Before the District Consumer Dispute Redressal Commission [Central], 5th Floor ISBT Building, Kashmere Gate, Delhi
Complaint Case No. 387 dt 22.11.2014
Mohd. Ayub son of Shri Ballu,
R/o H. No. 327, Mohd. Mirdgan,
B-13, P.S. Kotwali City, Bijnore …Complainant
Versus
OP1: xxx xxx xxx xxx
[name deleted vide order dated 27.11.2014]
OP2: Dr. Neera Agrawal,
Neera Eye Centre & Laser-vision,
91, B. Syam Lal Road, Opposite Hindi Park,
Darayaganj, New Delhi-110002
OP3: Dr. Shroff’s Charity Eye Hospital
5027, Kedarnath Road, Daryaganj,
Delhi-110002
OP4: The New India Assurance Co. Ltd.
2/2A, 3rd Floor, Laxmi Insurance Building
Asaf Ali Road, New Delhi-110002 ...Opposite Parties
Date of filing: 22.11.2014
Date of Order: 19.09.2023
Coram: Shri Inder Jeet Singh, President
Shri Vyas Muni Rai, Member
ORDER
Inder Jeet Singh , President
1.1. (Introduction to parties and their status) – The complaint was filed on allegations of medical negligence against OP1/ Dr T.C. Agarwal, Nav Jyoti Eye Center (who referred the patient/complainant to OP2) & OP2/Dr Neera Agarwal, Neera Eye Centre & Laser Vision, treating doctor. The complainant has alleged medical negligence against OP2 of damage to his right eye surgery because of wrong surgery, as so advised by doctors of Shroff Eye Hospital, Darya Ganj.

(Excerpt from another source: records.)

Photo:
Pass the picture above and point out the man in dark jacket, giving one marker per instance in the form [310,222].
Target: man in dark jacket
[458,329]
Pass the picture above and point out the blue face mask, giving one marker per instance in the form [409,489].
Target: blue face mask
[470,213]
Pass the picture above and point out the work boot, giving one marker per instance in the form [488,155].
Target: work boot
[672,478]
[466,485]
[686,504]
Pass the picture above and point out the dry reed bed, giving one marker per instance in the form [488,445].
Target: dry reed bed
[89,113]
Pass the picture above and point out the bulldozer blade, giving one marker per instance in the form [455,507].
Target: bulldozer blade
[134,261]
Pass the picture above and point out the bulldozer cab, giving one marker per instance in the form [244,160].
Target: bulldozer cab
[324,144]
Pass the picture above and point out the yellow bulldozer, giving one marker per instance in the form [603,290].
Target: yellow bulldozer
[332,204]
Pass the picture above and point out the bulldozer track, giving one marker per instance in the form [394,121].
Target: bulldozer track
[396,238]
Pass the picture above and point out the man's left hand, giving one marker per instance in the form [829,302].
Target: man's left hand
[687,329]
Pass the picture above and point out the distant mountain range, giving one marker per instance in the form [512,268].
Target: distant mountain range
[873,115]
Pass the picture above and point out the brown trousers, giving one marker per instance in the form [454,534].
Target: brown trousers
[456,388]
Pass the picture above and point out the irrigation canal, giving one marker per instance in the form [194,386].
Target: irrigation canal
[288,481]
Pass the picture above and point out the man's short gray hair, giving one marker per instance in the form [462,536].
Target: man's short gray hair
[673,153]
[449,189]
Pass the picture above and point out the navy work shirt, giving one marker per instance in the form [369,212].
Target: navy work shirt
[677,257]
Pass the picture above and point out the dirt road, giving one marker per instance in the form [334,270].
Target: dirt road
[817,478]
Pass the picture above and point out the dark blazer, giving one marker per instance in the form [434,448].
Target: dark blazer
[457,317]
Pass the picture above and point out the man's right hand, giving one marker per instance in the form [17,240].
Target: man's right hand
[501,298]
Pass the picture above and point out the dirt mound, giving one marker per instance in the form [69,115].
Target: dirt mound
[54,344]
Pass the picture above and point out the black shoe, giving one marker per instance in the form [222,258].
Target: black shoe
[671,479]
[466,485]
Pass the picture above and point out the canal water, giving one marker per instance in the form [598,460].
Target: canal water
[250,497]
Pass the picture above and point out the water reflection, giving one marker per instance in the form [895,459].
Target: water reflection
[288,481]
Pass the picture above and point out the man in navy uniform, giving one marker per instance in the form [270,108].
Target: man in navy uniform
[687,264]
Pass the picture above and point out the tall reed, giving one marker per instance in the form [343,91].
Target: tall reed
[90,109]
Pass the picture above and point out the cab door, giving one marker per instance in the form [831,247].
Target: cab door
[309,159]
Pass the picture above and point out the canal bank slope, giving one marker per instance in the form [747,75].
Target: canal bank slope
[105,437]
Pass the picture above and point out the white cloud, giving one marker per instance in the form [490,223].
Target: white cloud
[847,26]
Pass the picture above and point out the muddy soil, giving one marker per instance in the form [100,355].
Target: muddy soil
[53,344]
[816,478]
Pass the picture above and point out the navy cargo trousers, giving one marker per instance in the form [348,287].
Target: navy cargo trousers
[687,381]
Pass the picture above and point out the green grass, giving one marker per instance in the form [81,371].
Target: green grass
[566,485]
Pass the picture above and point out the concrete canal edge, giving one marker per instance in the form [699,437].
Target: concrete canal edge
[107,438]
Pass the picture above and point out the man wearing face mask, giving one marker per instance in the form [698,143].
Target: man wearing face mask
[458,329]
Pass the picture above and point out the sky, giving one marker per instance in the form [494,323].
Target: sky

However, on the date of admission of complaint, OP1's name was deleted by order by Ld. Predecessors. OP2 filed written statement on 07.02.2015 and also an application order I rule 10 CPC with allegations that complainant's trouble emerged from surgery and treatment received Shroff Eye Hospital, Darya Ganj, let it be impleaded party to the complaint. The said application was allowed and Dr. Shroff Charity Eye Hospital, Darya Ganj was impleaded as OP3. Moreover, OP2 in her written statement also pleaded that she took insurance policy to cover her professional risks and perils, in view that the complainant had moved an application dated 09.11.2015 to implead the New India Assurance Co.Ltd. as party to complaint, it was allowed by order dated 15.11.2016, thereby it was impleaded as OP4.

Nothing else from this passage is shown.